Interessanti i simboli della femminilità oppressa o celebrata, in una società dilaniata dalle guerre civili e le tradizioni ancestrali, i matrimoni che si succedono nella comunità antica e la femminilità abbrutita della protagonista. meno male che se la cava , la patata, alla fine e la pianta in un vasetto: rinasce , ostinata, la voglia di vivere.

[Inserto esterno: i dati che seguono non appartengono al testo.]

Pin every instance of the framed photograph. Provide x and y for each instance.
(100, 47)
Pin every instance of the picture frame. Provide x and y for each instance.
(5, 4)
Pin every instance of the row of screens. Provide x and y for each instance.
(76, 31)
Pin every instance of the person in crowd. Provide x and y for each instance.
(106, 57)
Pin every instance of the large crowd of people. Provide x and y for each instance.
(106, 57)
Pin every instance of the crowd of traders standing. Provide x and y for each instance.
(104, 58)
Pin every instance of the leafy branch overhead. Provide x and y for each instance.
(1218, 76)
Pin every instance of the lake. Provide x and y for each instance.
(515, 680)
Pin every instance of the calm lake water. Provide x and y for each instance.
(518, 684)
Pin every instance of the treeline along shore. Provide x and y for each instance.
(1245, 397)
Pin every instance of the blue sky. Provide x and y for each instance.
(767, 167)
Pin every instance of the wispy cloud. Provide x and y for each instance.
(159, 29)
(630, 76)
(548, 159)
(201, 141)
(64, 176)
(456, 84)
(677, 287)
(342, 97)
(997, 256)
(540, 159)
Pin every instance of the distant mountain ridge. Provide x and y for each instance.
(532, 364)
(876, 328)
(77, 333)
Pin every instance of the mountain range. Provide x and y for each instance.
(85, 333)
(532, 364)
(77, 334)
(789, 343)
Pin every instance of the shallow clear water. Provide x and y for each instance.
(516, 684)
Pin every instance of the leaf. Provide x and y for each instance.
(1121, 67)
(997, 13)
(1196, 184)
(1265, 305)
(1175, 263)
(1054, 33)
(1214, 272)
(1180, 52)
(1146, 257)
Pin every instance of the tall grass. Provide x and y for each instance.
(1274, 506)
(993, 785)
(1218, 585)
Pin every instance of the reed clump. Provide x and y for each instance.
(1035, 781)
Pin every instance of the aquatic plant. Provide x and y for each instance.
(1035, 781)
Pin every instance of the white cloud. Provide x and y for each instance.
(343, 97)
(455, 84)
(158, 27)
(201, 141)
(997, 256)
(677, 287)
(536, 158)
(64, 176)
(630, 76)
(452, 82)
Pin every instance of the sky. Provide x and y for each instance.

Le premesse di questo film sono assai buone, presentano un'interessante teoria sulla trasmissione delle emozioni tramite il latte materno, un'idea originale, che poteva dar luogo ad una pellicola complessa, innovativa, d'alto valore. Purtroppo pare che la regista abbia tentato di realizzare tutto questo, fallendo però miseramente, creando un film insensatamente lento e vuoto, incapace di lasciare il segno, dove ciò che si salva sono esclusivamente le idee di fondo ed una fotografia decisamente gradevole.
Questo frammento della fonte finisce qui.